Murmeli goes India

An AIESEC traineeship in Hyderabad, India

Maharashtra and Gujarat

kids-in-the-hills.jpgIt has now been a couple of weeks since my visit to Hyderabad. It was great to see my old friends again after more than a month of traveling. After Hyderabad I went to the state of Maharashtra to see the hill stations Mahabaleshwar and Matheran and the city of Pune. The hill stations were nice places. Mahabaleshwar because of nice sceneries and fresh strawberries and Matheran for the ban of all vehicles (including bicycles) making it an extremely pleasant and relaxing place to stay. The city of Pune did not manage to attract me so much, although the restaurants and the multiplex cinema were nice 🙂

A week ago I went to Mumbai with my girlfriend. I had been there already once before with Yusuf and Tobias so the city was familiar to me. We spent most of our time in the touristy Colaba area with its boulevards, shopping places, gelato bars and plenty of foreigners.

After the weekend in Mumbai I left behind South India and headed north to the state of Gujarat. I stopped first in Baroda, where I did not see much but from which I made two day trips to near-by places. First I went to see a place called Champaner, which is a Unesco World Heritage site. The place is famous for its numerous mosques.
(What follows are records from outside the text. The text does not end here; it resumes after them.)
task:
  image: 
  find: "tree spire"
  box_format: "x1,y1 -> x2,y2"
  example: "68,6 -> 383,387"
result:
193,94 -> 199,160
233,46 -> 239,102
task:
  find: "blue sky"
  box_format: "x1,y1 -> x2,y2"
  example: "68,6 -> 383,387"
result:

The second day trip was much more interesting. I had read about the Narmada Valley project in an essay by Arundhati Roy, the Booker price winning, Kerala-born author. It is a huge, massive, enormous dam project that started as a dream of prime minister Patel in the ’40s and was finally implemented 60 years later. The project is controversial because Sardar Sarovar Dam, Gujaratthe numerous dams (30 major ones, thousands of small ones) have displaced indigenous Adivasis and the relocation and rehabilitation schemes have proven out to be insufficient or totally neglected. The dam is said to bring electricity to the states of Madhya Pradesh, Gujarat and Maharasthra, as well as much needed water for irrigation and drinking in the drought-prone North-Western state of Rajasthan and also Gujarat. The main canal of the dam used to transport water to Rajasthan is more than 500 km long, the longest one of its kind in the world!
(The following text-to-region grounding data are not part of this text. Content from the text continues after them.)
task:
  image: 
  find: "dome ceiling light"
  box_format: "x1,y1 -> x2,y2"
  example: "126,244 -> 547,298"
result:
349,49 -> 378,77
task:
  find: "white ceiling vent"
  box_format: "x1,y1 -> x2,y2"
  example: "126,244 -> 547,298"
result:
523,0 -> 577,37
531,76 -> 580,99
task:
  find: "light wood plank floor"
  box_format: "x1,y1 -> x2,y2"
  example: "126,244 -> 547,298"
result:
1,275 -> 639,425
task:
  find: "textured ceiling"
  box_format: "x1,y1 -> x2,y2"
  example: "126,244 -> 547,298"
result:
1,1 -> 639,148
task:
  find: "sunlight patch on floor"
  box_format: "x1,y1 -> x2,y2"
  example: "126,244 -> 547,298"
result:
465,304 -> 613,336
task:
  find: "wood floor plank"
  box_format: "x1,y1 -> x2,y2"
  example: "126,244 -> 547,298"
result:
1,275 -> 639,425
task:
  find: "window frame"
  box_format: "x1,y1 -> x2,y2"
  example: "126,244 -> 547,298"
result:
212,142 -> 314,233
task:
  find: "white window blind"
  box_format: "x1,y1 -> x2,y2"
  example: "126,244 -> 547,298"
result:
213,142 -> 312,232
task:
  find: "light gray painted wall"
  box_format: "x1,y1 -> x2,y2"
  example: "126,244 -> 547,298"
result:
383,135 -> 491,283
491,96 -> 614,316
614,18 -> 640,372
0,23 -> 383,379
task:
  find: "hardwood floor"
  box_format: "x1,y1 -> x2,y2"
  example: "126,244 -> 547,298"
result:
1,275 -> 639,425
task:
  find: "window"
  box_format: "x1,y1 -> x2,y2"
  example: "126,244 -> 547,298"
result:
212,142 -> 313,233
It was not easy to get to the dam. I got instructions from the hotel manager in Baroda, who called somebody and asked for the best place to go see the dam. At the bus station in Baroda I had (too) many nice people helping me and I was wondering if I will ever get there. But finally I did, escorted by an old (my guess is 70-80 years) nice lady who did not speak a word of English.

It was extremely interesting to go see the dam with my own eyes. It has been turned into a tourist sight and I have to say that it actually is an extraordinary one. The dam itself is massive (judged by the amount of concrete used the second biggest in the world) and also the fact that that water is being transferred over 500 km away using a canal is something to think about. Let alone the number of people who had to be relocated because of the dam.

As a side note, after independence in 1947, 35 million Indians have been relocated because of dams.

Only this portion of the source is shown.